Last night we had some maintenance done on our Clariion SAN, on which our ESX 3.02 hosts have VMFS volumes. One storage processor was rebooted at a time, and the hosts appeared to handle the path swapping well. However, our Windows guest VM's got several event log messages:
The device, \Device\Scsi\symmpi1, is not ready for access yet.
The driver detected a controller error on \Device\Harddisk1.
The only Red Hat Linux VM actually got a read-only file system and required a reboot. So this event is having at least some effect on the guests, which I was surprised to hear. The Windows guests do have the TimeOutValue registry value set to 60, so perhaps that's what prevented them from actually crashing (?).

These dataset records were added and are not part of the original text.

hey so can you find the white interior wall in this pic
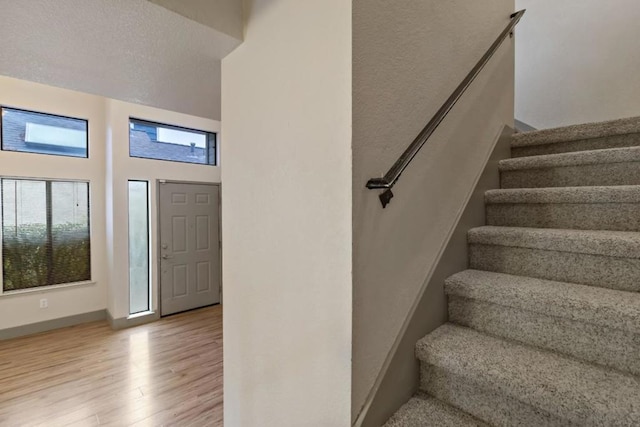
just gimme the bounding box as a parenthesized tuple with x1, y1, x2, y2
(221, 1, 352, 426)
(516, 0, 640, 128)
(352, 0, 514, 420)
(0, 75, 221, 331)
(0, 76, 107, 329)
(106, 100, 220, 321)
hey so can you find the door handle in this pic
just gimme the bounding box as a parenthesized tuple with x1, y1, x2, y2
(162, 254, 173, 260)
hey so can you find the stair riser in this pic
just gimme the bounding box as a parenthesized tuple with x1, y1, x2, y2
(469, 243, 640, 292)
(486, 203, 640, 231)
(420, 365, 576, 427)
(449, 296, 640, 376)
(418, 324, 640, 426)
(500, 161, 640, 188)
(512, 133, 640, 158)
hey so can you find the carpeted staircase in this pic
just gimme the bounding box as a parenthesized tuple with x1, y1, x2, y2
(384, 117, 640, 426)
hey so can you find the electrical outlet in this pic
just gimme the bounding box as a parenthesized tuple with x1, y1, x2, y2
(39, 298, 48, 309)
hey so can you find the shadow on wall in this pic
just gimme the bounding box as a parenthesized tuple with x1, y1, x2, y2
(243, 0, 277, 23)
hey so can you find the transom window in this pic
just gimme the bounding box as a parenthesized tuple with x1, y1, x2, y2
(1, 107, 88, 158)
(1, 178, 91, 292)
(129, 118, 216, 166)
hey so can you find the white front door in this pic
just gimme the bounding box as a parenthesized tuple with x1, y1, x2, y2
(159, 182, 220, 316)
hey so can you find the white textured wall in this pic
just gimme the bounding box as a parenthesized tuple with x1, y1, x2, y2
(352, 0, 514, 420)
(105, 100, 220, 321)
(147, 0, 243, 40)
(516, 0, 640, 128)
(221, 1, 352, 426)
(0, 76, 107, 329)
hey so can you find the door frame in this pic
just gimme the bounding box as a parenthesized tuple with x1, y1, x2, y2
(156, 179, 222, 315)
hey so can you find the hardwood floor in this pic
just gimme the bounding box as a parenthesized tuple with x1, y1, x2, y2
(0, 305, 223, 427)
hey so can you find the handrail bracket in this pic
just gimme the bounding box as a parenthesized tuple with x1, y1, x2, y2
(379, 189, 394, 208)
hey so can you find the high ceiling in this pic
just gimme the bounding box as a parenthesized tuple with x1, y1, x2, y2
(0, 0, 243, 119)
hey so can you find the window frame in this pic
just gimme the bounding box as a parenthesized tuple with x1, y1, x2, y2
(0, 106, 90, 159)
(0, 176, 93, 295)
(128, 117, 217, 166)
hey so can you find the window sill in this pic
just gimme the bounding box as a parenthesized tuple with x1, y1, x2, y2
(0, 280, 96, 297)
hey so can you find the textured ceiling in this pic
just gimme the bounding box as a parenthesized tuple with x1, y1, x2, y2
(147, 0, 243, 40)
(0, 0, 242, 119)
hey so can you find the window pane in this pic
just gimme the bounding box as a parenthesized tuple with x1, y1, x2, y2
(129, 181, 150, 314)
(1, 107, 88, 158)
(1, 180, 48, 290)
(51, 182, 91, 285)
(129, 118, 216, 165)
(1, 179, 90, 292)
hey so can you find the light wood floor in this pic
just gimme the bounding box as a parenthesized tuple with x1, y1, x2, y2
(0, 305, 223, 427)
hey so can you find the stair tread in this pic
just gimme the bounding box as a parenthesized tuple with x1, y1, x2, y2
(485, 185, 640, 204)
(468, 226, 640, 258)
(417, 324, 640, 425)
(512, 116, 640, 148)
(499, 145, 640, 171)
(384, 395, 487, 427)
(446, 269, 640, 334)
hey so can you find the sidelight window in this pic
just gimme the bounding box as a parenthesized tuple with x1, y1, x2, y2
(128, 180, 150, 314)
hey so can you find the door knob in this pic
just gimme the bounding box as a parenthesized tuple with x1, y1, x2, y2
(162, 254, 173, 260)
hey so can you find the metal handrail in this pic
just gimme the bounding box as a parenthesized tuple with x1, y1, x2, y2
(366, 10, 526, 208)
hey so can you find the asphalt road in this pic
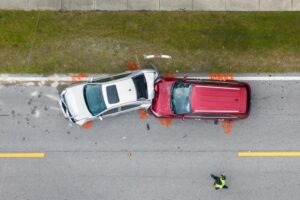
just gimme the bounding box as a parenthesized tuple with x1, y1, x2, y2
(0, 80, 299, 200)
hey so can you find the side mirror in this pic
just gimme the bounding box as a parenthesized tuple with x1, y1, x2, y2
(181, 116, 185, 121)
(183, 75, 188, 80)
(99, 116, 103, 121)
(89, 77, 94, 82)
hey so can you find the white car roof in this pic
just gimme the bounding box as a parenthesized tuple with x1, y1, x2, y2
(102, 78, 137, 109)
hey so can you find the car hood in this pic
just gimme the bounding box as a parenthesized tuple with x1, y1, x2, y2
(151, 80, 174, 116)
(144, 71, 156, 100)
(63, 84, 92, 121)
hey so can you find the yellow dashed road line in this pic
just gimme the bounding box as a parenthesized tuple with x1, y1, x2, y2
(238, 152, 300, 157)
(0, 152, 45, 158)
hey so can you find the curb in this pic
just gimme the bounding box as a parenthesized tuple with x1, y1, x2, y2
(1, 73, 300, 83)
(0, 73, 107, 83)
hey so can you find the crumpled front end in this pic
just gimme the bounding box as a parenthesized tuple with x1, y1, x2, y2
(59, 90, 76, 123)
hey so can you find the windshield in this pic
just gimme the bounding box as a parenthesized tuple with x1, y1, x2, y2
(171, 82, 192, 114)
(83, 84, 107, 116)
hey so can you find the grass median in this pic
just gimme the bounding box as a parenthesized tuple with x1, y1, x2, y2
(1, 11, 300, 73)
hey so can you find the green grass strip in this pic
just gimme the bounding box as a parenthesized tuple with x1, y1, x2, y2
(1, 11, 300, 73)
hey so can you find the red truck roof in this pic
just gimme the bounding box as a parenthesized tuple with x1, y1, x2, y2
(190, 84, 247, 114)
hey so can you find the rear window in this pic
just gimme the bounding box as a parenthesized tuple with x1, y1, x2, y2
(132, 74, 148, 99)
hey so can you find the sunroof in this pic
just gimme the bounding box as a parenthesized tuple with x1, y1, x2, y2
(106, 85, 120, 104)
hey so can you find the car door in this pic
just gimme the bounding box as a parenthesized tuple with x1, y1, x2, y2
(99, 107, 120, 118)
(120, 103, 143, 114)
(185, 113, 237, 120)
(91, 72, 132, 83)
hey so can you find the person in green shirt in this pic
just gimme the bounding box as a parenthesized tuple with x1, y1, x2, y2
(211, 174, 228, 190)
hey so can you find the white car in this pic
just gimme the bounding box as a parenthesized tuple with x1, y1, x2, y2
(59, 69, 158, 125)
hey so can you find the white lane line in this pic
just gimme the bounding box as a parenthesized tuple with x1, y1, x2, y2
(45, 94, 59, 101)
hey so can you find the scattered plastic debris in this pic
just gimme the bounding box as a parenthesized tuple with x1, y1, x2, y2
(71, 73, 88, 82)
(127, 61, 139, 70)
(81, 121, 93, 129)
(209, 73, 234, 81)
(143, 54, 172, 59)
(139, 109, 149, 120)
(147, 123, 150, 130)
(159, 118, 173, 127)
(221, 120, 233, 134)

I suppose I understand that ESX needs to have a SCSI request timeout before it knows to failover, therefore the I/O that a VM may have been incurring must time out, and the guest would understandably be aware of that.

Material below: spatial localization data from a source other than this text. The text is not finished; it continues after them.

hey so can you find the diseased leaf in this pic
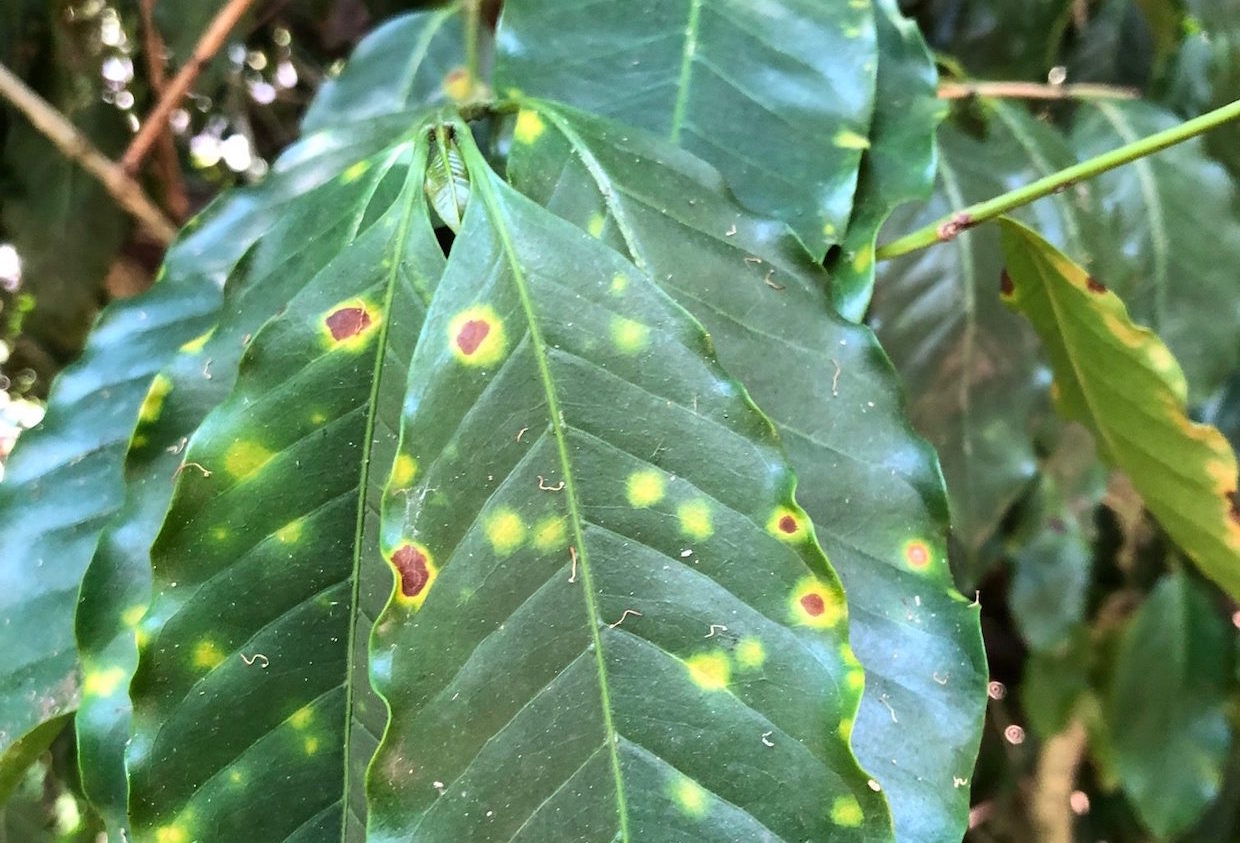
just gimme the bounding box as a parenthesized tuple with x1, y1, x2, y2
(367, 121, 892, 843)
(1109, 572, 1232, 838)
(1071, 100, 1240, 400)
(494, 0, 877, 256)
(998, 217, 1240, 598)
(505, 102, 985, 843)
(872, 104, 1102, 577)
(123, 125, 445, 842)
(302, 3, 474, 133)
(830, 0, 942, 321)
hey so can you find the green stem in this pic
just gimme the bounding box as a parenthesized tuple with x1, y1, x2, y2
(876, 97, 1240, 261)
(464, 0, 481, 85)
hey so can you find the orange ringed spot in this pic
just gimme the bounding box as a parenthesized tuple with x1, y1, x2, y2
(767, 506, 807, 542)
(1000, 269, 1014, 296)
(779, 515, 797, 534)
(790, 577, 844, 629)
(903, 539, 932, 570)
(326, 306, 371, 341)
(1086, 276, 1107, 293)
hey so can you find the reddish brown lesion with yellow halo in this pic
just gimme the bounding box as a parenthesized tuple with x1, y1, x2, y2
(766, 505, 809, 542)
(387, 542, 437, 610)
(789, 576, 845, 629)
(448, 304, 507, 366)
(321, 298, 383, 351)
(902, 538, 934, 571)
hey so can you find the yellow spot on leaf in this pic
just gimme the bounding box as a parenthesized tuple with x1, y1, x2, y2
(156, 825, 189, 843)
(513, 109, 545, 144)
(390, 454, 417, 488)
(179, 330, 212, 354)
(485, 508, 527, 555)
(139, 374, 173, 423)
(211, 526, 229, 542)
(838, 717, 854, 741)
(224, 440, 273, 479)
(310, 410, 327, 425)
(532, 514, 568, 550)
(626, 469, 665, 507)
(610, 274, 628, 295)
(611, 317, 650, 354)
(677, 499, 713, 539)
(672, 776, 708, 817)
(276, 518, 304, 544)
(834, 129, 870, 150)
(831, 794, 865, 827)
(767, 505, 808, 542)
(193, 640, 225, 671)
(84, 666, 126, 697)
(735, 637, 766, 669)
(449, 304, 507, 366)
(341, 160, 370, 184)
(587, 213, 606, 238)
(846, 669, 865, 692)
(121, 604, 146, 627)
(823, 221, 838, 239)
(289, 705, 313, 729)
(304, 736, 320, 755)
(790, 577, 845, 629)
(228, 769, 244, 785)
(443, 66, 472, 102)
(685, 650, 731, 691)
(851, 245, 873, 273)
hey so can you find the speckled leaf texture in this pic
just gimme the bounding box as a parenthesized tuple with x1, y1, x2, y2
(872, 105, 1107, 579)
(493, 0, 877, 257)
(504, 101, 984, 843)
(122, 125, 446, 842)
(366, 123, 892, 842)
(829, 0, 943, 322)
(998, 217, 1240, 598)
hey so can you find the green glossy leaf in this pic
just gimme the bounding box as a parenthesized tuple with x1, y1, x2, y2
(0, 716, 67, 805)
(302, 3, 474, 133)
(368, 122, 891, 842)
(122, 124, 445, 841)
(74, 135, 428, 832)
(494, 0, 877, 256)
(998, 217, 1240, 598)
(1109, 572, 1232, 838)
(830, 0, 942, 321)
(873, 104, 1104, 575)
(504, 102, 985, 843)
(1071, 100, 1240, 400)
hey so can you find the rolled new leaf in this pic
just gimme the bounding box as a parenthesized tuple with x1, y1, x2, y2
(367, 122, 893, 842)
(998, 216, 1240, 597)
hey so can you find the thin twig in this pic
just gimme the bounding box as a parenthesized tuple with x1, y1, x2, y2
(121, 0, 259, 174)
(138, 0, 190, 220)
(0, 62, 177, 244)
(877, 97, 1240, 261)
(937, 80, 1139, 102)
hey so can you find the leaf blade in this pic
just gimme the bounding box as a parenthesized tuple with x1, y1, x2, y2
(998, 216, 1240, 597)
(366, 126, 890, 842)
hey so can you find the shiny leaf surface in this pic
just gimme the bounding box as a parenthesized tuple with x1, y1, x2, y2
(367, 124, 890, 843)
(1110, 572, 1232, 838)
(505, 101, 985, 843)
(873, 105, 1102, 575)
(830, 0, 942, 321)
(998, 217, 1240, 598)
(494, 0, 878, 256)
(123, 127, 445, 842)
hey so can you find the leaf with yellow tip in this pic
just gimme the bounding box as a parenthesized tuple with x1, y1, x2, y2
(999, 217, 1240, 596)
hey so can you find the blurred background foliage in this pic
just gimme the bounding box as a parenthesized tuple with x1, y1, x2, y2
(0, 0, 1238, 841)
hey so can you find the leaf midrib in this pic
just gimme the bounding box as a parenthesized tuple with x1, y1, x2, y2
(339, 138, 433, 839)
(669, 0, 703, 143)
(457, 135, 632, 841)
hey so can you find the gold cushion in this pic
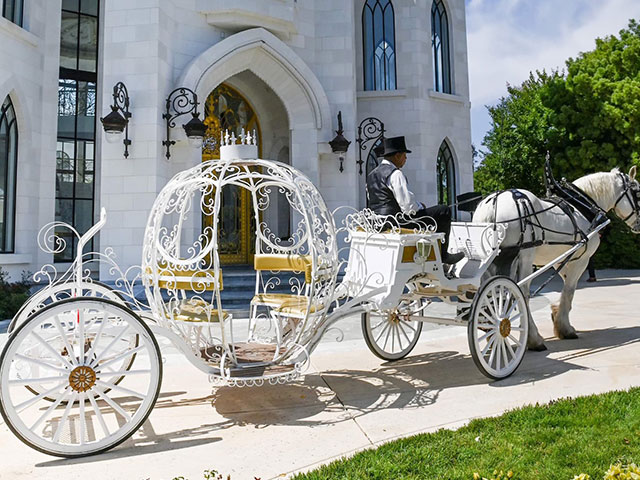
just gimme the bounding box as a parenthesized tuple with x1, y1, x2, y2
(173, 299, 229, 323)
(254, 254, 312, 283)
(275, 297, 323, 316)
(251, 293, 304, 307)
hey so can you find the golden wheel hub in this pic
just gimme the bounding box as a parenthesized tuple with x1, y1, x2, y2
(499, 318, 511, 338)
(69, 366, 97, 393)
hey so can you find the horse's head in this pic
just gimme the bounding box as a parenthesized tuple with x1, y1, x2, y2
(613, 166, 640, 233)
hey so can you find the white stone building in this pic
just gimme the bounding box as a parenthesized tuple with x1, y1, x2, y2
(0, 0, 472, 280)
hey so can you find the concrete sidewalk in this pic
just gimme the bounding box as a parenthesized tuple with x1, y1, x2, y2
(1, 270, 640, 480)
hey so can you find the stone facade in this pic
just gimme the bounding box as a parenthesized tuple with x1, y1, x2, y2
(0, 0, 472, 280)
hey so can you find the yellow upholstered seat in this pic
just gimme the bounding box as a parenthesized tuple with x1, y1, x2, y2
(252, 293, 303, 307)
(173, 298, 229, 323)
(274, 296, 323, 317)
(253, 254, 312, 283)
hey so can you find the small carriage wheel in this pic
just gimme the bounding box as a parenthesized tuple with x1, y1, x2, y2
(362, 304, 423, 361)
(9, 283, 137, 401)
(0, 297, 162, 457)
(467, 276, 529, 380)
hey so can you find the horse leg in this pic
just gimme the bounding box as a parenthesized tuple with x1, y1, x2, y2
(551, 259, 588, 339)
(517, 251, 547, 351)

Is this expected behavior? Any way to prevent it?
there are a few details about options including Disk.PathEvalTime & Disk.MaxVCNotReadyTime both of which can improve failover rates when paths go down during SP reboots but bare in mind these settings will cause the COS to poll the bus more frequently which will increase the load on it. Additionally understanding the layout of the disks as regards which SP they are on, which are the active paths, which FC switch/fabric they are accessed via can all minimize the effect of SP maintenance.
As a clariion and VMware guy i try to limit the IO levels during maintenance by shutting down any unesseccary VMs (Test/Dev ones) making sure we are outside of the Backup window and avoiding periods of heavy processing.